Among those caught in the net are prominent opposition critics of the government, journalists and academics, a Jesuit social justice centre, and Obando herself. Yet some of those named, like prominent Colombian economist Hector Mondragón, now in hiding, condemn the FARC for strengthening the government’s hand against civil dissent in the name of security.

Reyes’ computer also purportedly identified Canadian unions like my own, the Ontario Secondary School Teachers’ Federation. Having funded Obando’s research, film, human rights workshops, brochures, rehabilitation of FENSUAGRO’s organic farm in Viota, and a recent study of the impact of violence against women, we are now apparently under investigation by the International Criminal Court for “providing money to a terrorist group” (El Tiempo, August 29, 2008). This in spite of evidence to the contrary: reports, receipts, the actual materials, and my own visits to Colombia to see our results firsthand. El Tiempo, citing “intelligence agents” suggests further that Obando’s trips abroad were financed by the FARC, “who gave her the responsibility of coordinating its cells in Canada.” I know Liliany well. Of her three trips to Canada, I personally paid for one and closely managed her itinerary.

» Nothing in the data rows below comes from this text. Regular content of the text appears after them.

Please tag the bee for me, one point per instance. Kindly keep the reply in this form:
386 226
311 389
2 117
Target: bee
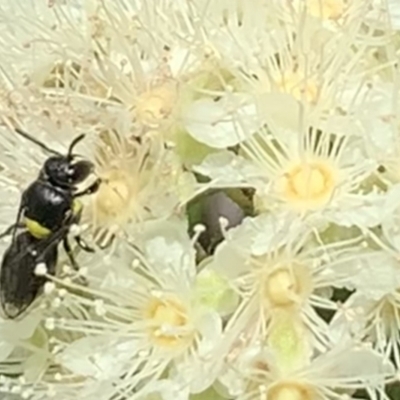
48 209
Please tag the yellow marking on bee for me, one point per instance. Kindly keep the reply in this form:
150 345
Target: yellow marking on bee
35 229
76 207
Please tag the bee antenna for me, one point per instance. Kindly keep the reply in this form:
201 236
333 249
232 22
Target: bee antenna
36 141
73 144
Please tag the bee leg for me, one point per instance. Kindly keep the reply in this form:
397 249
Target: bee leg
10 230
93 188
83 245
75 266
67 248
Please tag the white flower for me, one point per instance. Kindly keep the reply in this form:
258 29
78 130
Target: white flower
277 269
151 318
258 374
310 174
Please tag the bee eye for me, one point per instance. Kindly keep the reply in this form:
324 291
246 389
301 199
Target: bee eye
81 170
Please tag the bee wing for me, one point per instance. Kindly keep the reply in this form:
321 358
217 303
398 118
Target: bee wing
19 285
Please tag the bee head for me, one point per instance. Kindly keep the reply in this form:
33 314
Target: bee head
65 172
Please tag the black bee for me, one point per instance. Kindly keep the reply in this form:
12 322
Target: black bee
48 209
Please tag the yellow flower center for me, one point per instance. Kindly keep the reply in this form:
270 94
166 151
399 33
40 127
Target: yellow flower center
308 185
300 88
326 9
168 322
290 391
281 288
284 286
155 105
113 195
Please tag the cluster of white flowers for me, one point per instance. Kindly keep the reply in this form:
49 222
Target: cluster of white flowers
247 227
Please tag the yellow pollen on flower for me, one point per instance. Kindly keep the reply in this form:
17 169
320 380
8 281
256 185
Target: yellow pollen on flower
280 288
308 185
114 195
284 286
155 105
299 87
290 391
167 319
326 9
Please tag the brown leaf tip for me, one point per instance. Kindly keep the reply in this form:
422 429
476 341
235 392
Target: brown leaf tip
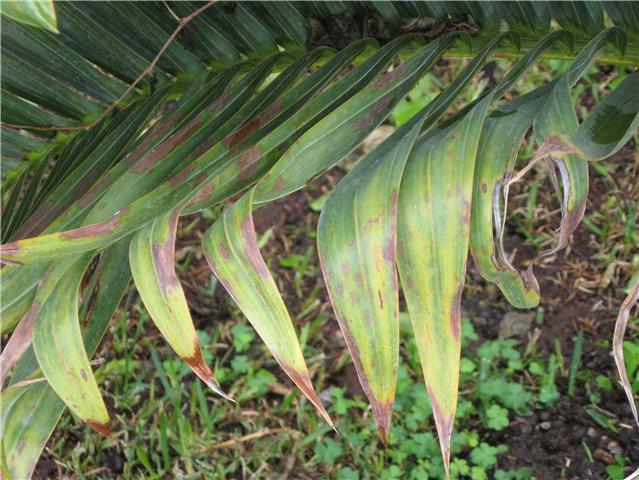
303 381
101 428
202 370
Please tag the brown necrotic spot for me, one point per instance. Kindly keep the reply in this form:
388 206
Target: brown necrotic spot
202 370
97 229
530 281
444 424
247 163
389 77
224 253
249 239
302 379
455 315
147 162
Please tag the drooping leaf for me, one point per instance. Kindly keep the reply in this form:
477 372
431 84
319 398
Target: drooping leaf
617 345
502 137
27 424
230 247
60 350
357 242
433 230
152 256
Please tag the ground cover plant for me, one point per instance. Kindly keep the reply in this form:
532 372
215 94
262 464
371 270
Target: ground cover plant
115 158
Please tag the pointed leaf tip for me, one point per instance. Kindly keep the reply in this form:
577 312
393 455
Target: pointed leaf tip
203 371
101 428
303 380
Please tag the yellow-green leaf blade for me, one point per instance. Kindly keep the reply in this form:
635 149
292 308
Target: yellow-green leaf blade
433 236
152 258
231 249
59 348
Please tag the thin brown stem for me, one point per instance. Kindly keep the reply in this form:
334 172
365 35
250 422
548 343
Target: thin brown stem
182 22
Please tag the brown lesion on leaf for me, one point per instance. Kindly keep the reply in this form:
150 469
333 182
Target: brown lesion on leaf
164 255
382 411
203 371
455 313
279 184
97 229
249 240
9 250
554 144
247 163
148 161
302 379
224 253
444 424
242 133
383 81
530 281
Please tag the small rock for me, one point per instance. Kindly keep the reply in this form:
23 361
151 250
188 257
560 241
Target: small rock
515 324
614 448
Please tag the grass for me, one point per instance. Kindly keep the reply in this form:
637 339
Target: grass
168 424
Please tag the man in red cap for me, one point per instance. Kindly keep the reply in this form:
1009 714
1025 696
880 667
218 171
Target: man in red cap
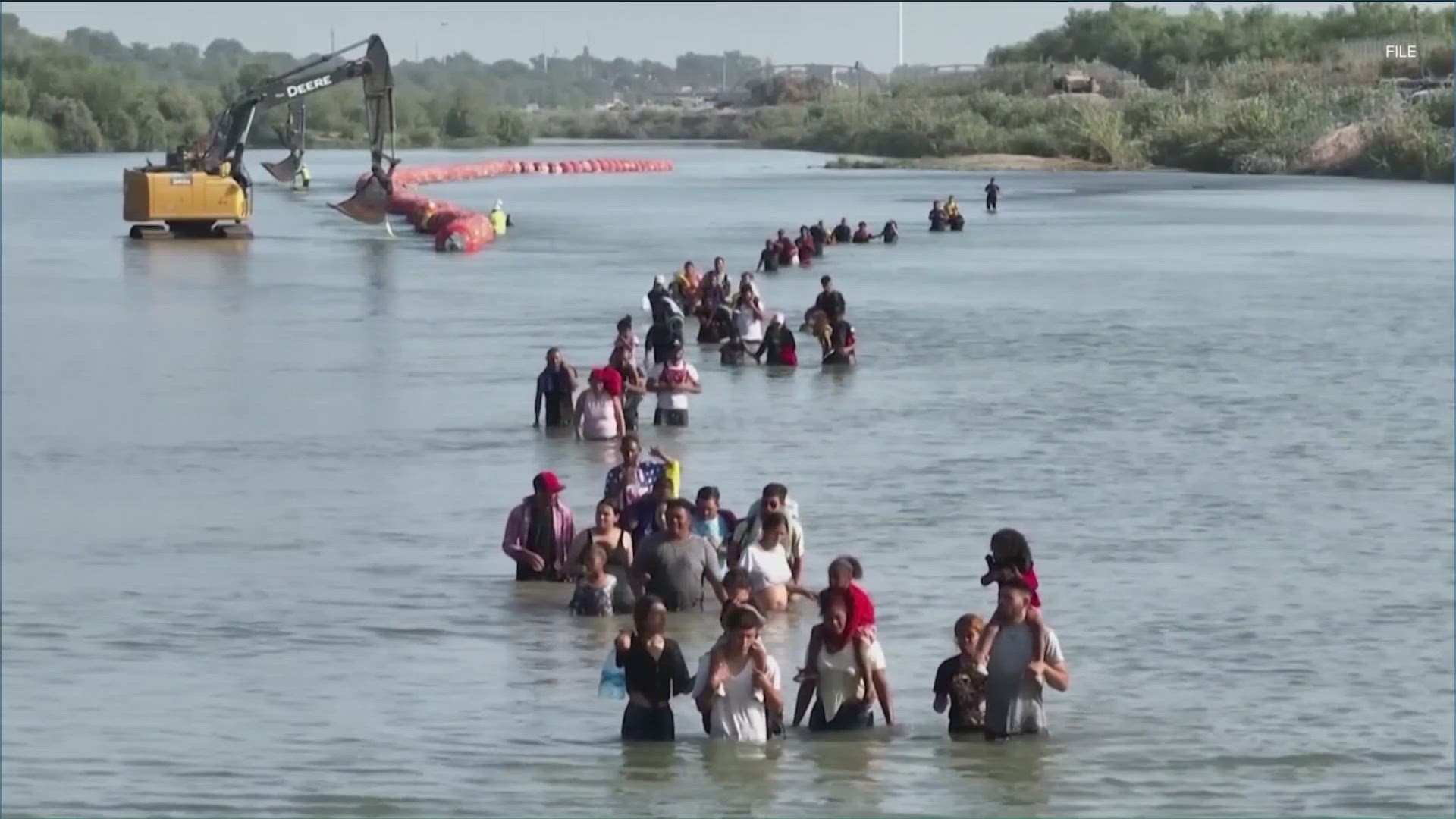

The Colombian state’s close ties with the paramilitaries — the trail of blood reaches so far as to touch the vice-president’s office — have compromised its free trade initiatives. The discovery of Reyes’ magical computer, coupled with the headline-grabbing Ingrid Betancourt affair, has given President lvaro Uribe renewed opportunities to seek foreign investment and international legitimacy.

Liliany Obando can expect to sit in jail for some time.